The subject, "Bug" Allen, taught biology to generations of boys at the Queen Elizabeth grammar school in Vane Terrace, now the sixth form college, and next door to the arts centre where the Myles Meehan gallery is showing the exhibition until the end of August. A master there from 1927 to 1968 and for many years housemaster of Normans, he was so universally known as "Bug" or "Bugs" that even the DGS old boy setting up the exhibition was at a loss to know what W W stood for. Walter Woodward, he discovered, after inquiries among others connected with the school.
The artist was the school's art master, the late Lindsey Bird, himself inevitably nicknamed Dickie, who was said to paint a portrait of each member of staff on retirement. The exhibition also contains his best-known sitter; Mr Bird was invited to Clarence House where the Queen Mother sat for him. That sitting, said his widow, Teddy, now living in Cheshire, was notable for the Queen Mother's flow of chat and endless cups of tea.
Swift travel
Our country diarist, Nicholas Rhea, would most heartily approve of the "essential guide to trouble-free travel across the trunk road and motorway network" produced by the Highways Agency. The summer travel information leaflet lists all the roadworks planned for the holiday and has a picture on a front cover of a car and caravan on a lakeside road.

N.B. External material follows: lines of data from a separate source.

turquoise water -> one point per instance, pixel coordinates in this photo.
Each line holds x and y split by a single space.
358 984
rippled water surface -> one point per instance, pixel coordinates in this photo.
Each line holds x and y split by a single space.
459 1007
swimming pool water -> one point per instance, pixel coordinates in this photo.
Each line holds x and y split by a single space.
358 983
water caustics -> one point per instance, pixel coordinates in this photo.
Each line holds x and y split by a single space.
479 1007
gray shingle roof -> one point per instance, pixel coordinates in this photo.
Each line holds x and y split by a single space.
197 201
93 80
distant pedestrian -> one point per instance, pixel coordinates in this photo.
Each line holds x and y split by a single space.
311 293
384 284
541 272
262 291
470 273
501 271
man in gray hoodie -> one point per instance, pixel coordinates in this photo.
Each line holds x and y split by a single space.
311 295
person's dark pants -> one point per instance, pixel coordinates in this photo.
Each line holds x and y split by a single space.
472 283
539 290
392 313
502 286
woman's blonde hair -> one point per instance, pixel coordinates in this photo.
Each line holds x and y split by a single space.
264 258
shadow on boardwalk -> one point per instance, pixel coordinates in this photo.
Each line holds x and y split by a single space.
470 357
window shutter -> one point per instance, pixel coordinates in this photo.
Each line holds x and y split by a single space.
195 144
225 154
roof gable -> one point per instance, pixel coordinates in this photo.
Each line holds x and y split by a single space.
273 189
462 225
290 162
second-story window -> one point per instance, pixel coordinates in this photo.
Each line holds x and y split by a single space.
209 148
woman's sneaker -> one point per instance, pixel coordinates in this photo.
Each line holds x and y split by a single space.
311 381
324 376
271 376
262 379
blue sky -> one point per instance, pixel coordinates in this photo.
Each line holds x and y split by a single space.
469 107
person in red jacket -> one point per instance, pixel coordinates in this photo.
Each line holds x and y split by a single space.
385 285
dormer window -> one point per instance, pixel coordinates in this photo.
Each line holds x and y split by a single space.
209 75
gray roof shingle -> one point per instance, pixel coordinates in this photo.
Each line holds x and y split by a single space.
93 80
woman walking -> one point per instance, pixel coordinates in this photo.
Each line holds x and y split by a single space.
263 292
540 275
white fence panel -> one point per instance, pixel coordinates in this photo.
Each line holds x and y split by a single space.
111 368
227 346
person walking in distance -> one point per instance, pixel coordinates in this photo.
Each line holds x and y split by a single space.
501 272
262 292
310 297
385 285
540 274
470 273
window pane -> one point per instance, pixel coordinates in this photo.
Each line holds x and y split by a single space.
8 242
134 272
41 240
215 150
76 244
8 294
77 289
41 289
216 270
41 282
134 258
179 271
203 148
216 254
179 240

The slow shutter speed used by the photographer means the vehicles are just a blur, giving the impression of the car and caravan speeding to their destination.
Mr Rhea's views on what he believes are inconsiderate caravan-towing drivers slowing down the traffic flow on the main tourist routes have been well set-out in his column over the years. Spectator has sent him a copy
The sincerest form
UNTIL a few years ago, Whitby still had a proper, old style draper's and haberdasher's in Flowergate - H Duck, the name picked out in chunky cream letters on a brown-painted ground.
Now its run of frontage is taken up by more than one business and, repainted bright blue, a section offers rather trendier gear. The chunky letters, or some of them, are no longer picked out in cream but still discernible to the passing eye.
Slightly rearranged, they now read DCUK. Now where did they get that idea?